Extract data problem when using MacJapanese encoding due to out-of-range characters included in filenames

gingerbeardman commented 3 years ago

Reproduce:

load this ISO https://archive.org/details/cd-rom-maclife-31
set encoding to MacJapanese
right click root node
choose "Export data"

Screenshot

Note:

if the encoding is set to MacRoman the export works, but the filenames are incomprehensible
classic Mac OS System 7 does not complain about these discs/filenames

Another ISO that has the same problem

https://archive.org/details/nikkei-mac-cd-rom-1994-2-17

An example that can be exported OK in MacJapanese

https://archive.org/details/cd-rom-maclife-34

Aside:

could this disc be using something not quite MacJapanese? (I read that there are several variations but maybe it's something more than that)
I believe this is the reason same reason I can't get good text dumps of the directory listings from hfsutils

gingerbeardman commented 3 years ago

MACLIFE31

The error above is when it gets to this folder:

Here's the same error when I drill into the folder manually using the directory tree:

In classic Mac OS System 7 that folder contains one file:

We can see some interesting characters if I copy and paste the filename:

Micro Dry™ 3.0a W/O Prf.sea
filename.raw.txt

This problem, "byte 16" 0x7f57, refers the 7F character before the 57 (W).

The bytes as seen in a hex editor:

Of course there are two other similar instances in this one filename, and many others elsewhere on this, and across other discs that I have.

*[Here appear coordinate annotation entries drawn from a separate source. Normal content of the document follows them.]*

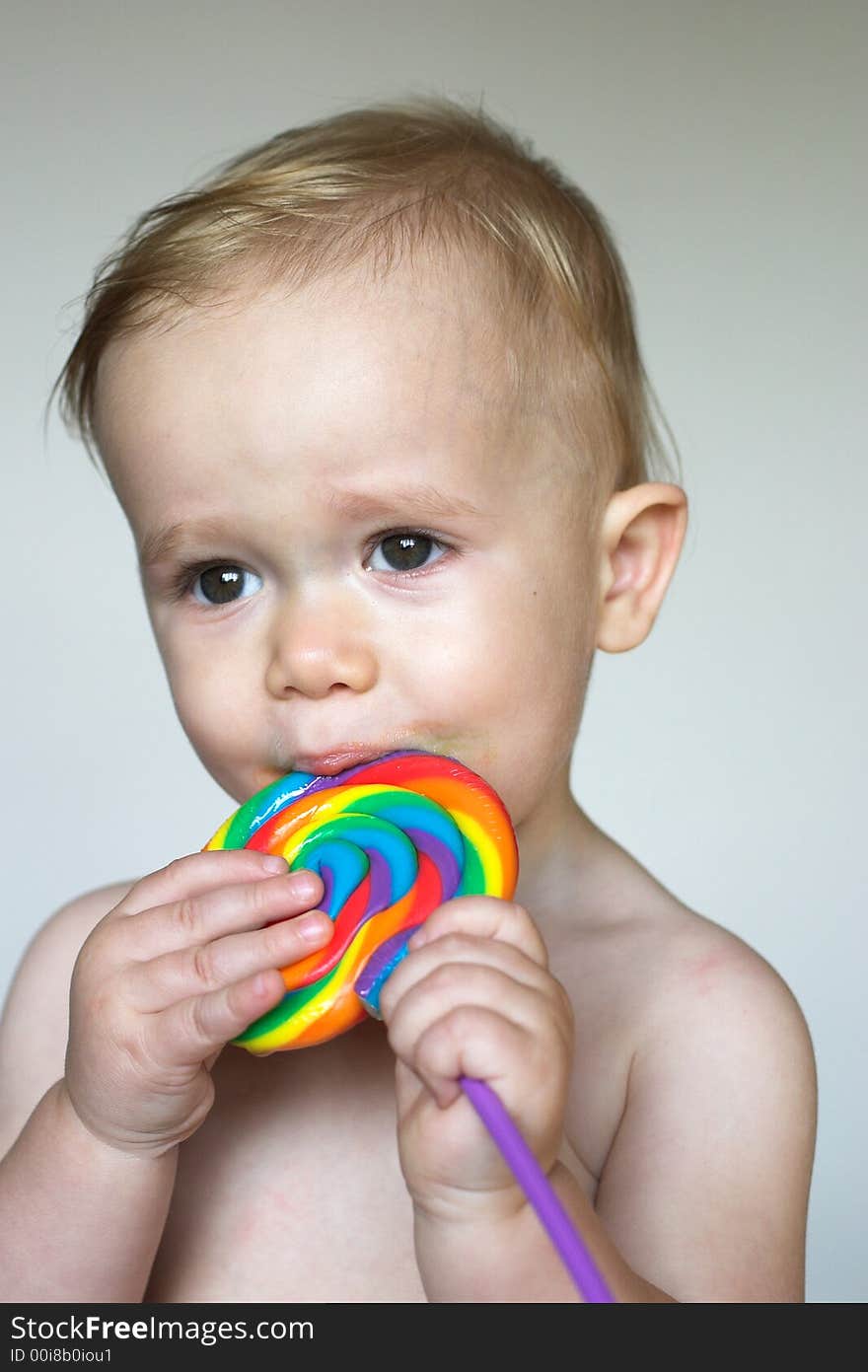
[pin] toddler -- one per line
(372, 403)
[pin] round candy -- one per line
(391, 839)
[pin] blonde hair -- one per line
(365, 186)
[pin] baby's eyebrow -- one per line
(164, 543)
(415, 501)
(400, 500)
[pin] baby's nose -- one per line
(313, 651)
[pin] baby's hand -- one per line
(474, 997)
(175, 972)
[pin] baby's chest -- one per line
(292, 1189)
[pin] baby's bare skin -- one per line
(292, 1190)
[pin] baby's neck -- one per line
(559, 856)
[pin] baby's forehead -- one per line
(408, 375)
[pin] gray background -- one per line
(723, 143)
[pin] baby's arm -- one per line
(706, 1185)
(705, 1189)
(161, 984)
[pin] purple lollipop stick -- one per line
(540, 1191)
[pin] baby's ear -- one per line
(640, 541)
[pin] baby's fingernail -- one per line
(276, 863)
(315, 928)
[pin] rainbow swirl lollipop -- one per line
(393, 839)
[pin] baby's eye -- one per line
(224, 583)
(406, 551)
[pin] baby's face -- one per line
(351, 537)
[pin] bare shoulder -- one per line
(706, 1182)
(35, 1021)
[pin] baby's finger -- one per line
(188, 1032)
(487, 916)
(192, 972)
(200, 919)
(471, 986)
(459, 948)
(196, 874)
(473, 1042)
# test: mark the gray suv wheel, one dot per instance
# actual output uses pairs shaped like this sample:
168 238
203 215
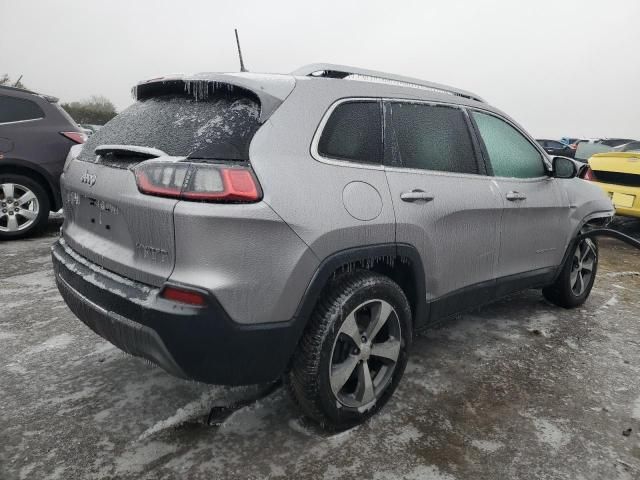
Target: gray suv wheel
573 286
24 206
353 352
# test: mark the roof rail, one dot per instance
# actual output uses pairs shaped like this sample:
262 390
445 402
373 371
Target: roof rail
328 70
48 98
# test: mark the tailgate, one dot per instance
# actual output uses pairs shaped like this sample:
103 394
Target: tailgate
109 222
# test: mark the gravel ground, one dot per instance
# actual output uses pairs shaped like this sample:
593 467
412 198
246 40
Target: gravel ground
518 389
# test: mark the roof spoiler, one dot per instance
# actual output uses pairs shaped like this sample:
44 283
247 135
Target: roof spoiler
271 90
329 70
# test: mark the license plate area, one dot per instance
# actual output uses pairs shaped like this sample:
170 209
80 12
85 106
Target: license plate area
93 213
623 200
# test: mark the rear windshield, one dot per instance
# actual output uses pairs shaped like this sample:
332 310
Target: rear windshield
219 127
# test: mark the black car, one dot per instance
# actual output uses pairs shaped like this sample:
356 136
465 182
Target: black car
554 147
35 137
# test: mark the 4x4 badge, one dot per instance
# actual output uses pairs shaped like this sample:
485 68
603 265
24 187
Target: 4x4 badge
88 178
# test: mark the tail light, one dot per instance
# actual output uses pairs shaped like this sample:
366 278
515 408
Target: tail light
182 295
77 137
204 182
588 174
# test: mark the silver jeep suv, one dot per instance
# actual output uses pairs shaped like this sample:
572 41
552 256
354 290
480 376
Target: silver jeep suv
235 228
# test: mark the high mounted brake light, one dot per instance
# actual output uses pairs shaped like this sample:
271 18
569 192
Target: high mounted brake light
203 182
77 137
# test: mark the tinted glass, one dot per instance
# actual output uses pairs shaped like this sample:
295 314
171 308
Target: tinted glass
16 109
353 132
631 147
510 153
220 127
431 137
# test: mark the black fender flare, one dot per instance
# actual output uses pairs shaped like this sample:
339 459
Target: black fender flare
359 256
603 217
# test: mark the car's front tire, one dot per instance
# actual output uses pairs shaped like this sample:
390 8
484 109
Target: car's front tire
353 352
573 286
24 206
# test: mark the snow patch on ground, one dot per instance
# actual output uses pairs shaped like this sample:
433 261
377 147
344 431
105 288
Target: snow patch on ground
59 341
636 409
297 425
422 472
197 408
487 446
134 461
550 434
7 335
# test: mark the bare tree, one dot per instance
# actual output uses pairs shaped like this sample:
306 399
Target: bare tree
95 110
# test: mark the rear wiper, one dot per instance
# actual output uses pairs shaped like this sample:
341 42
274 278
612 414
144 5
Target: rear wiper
129 150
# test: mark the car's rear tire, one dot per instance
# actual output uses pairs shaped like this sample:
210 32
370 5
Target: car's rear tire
353 351
573 286
24 206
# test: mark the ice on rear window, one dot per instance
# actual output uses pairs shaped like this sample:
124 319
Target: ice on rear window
218 127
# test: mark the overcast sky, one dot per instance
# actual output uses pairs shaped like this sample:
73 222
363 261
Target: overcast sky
559 67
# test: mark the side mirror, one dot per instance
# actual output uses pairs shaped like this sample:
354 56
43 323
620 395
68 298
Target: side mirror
564 167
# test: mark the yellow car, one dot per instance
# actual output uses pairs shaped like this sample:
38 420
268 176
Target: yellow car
618 174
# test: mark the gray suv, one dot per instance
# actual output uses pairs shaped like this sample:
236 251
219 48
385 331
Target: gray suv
235 228
35 137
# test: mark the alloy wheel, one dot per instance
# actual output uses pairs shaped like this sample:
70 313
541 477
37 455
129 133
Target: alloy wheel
365 354
584 260
19 207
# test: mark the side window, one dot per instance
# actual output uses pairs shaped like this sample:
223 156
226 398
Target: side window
16 109
353 133
430 137
510 153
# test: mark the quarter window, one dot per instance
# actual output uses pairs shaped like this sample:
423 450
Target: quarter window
17 109
430 137
353 133
510 153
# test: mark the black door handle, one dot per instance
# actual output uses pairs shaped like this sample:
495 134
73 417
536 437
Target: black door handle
415 196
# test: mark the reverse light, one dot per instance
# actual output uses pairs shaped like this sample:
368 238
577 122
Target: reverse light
204 182
77 137
183 296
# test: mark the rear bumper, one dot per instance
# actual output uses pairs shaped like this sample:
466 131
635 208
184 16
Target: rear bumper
199 343
611 188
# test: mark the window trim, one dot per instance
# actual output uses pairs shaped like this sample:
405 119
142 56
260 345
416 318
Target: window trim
13 122
342 162
475 146
485 153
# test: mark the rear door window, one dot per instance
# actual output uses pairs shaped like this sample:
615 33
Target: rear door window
430 137
18 109
510 153
353 133
219 127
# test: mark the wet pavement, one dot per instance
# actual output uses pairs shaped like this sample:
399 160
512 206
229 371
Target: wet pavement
517 390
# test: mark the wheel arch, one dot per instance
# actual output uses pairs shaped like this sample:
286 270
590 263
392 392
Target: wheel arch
38 174
593 220
400 262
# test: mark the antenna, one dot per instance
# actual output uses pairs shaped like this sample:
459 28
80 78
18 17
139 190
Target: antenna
242 69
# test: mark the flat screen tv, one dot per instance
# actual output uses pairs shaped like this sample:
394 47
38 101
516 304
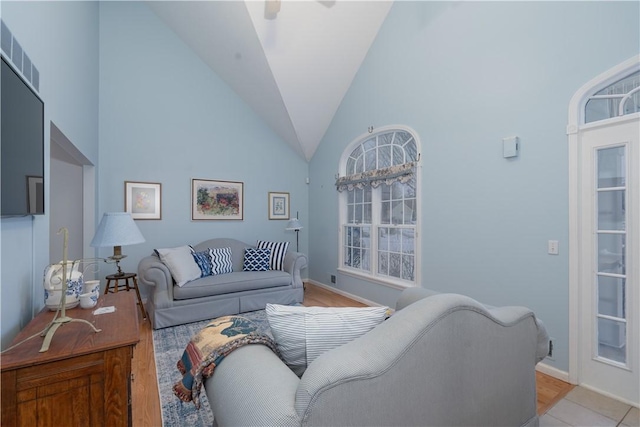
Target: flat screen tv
21 146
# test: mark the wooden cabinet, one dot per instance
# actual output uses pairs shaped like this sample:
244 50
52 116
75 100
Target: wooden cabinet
84 379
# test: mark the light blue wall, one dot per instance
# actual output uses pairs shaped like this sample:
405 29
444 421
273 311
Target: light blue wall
61 39
166 117
464 75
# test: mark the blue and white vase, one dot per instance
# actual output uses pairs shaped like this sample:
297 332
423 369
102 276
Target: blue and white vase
53 285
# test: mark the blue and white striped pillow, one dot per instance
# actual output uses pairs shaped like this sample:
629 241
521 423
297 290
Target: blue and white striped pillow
256 259
278 251
221 260
203 259
304 333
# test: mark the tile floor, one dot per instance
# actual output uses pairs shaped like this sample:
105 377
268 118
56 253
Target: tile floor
585 408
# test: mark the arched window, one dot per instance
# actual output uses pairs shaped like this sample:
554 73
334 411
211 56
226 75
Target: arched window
379 206
617 99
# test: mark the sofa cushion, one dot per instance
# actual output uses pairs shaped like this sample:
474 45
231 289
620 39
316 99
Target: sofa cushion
256 259
238 281
180 263
278 251
221 260
304 333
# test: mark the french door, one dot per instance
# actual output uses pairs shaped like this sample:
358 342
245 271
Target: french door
609 291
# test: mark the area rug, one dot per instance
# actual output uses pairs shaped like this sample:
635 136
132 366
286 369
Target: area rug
168 345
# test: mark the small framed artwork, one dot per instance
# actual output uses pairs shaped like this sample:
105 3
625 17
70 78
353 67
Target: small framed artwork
216 199
278 205
143 200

0x7F is "non-printable control character" DEL

from ftp://ftp.unicode.org/Public/MAPPINGS/VENDORS/APPLE/JAPANESE.TXT

# Control character mappings are not shown in this table, following # the conventions of the standard UTC mapping tables. However, the # Mac OS Japanese encoding uses the standard control characters at # 0x00-0x1F and 0x7F.

gingerbeardman commented 3 years ago

So I think the DEL 0x7f character should be ignored.

My workaround in my text files is to strip the characters: hls -1aR | perl -ne 's/[\x7f]//g;print $_;' > file.txt

Which gives me valid MacJapanese text afterwards. Woo! But only fixes some files. Boo!

gingerbeardman commented 3 years ago

Decided to blast through a bunch more ISOs with the help of some automation.

Bytes starting:

0x00
0x7f
0x85
0x87
0x8e
0x9f
0xf0
0xfb

All generate errors with MacJapanese selected.

If you're interested I can share more files, info, etc.

gingerbeardman commented 3 years ago

Interestingly if I take the problematic text and convert it from MacJapanese to MacJapanese using macOS frameworks, the resulting text is free from strange characters.

from: Micro Dry™ 3.0a W/O Prf.sea
to: Micro Dry™ 3.0a W/O Prf.sea

I used https://github.com/andreberg/encodings-tool to do this.

So, it seems the macOS API for working with text does more than it might appear.

unsound commented 3 years ago

Thanks for debugging the issue this far, I'll check the provided example as soon as I have time.

unsound commented 3 years ago

@gingerbeardman I pushed some changes to the proposed branch that should be helpful when decoding these out-of-place filenames. I don't quite understand how these characters ended up in MacJapanese-encoded filenames, or any filenames for that matter (as they are control characters / characters outside the character set). However as a solution we now fall back to MacRoman mapping for those characters that don't have a mapping in MacJapanese.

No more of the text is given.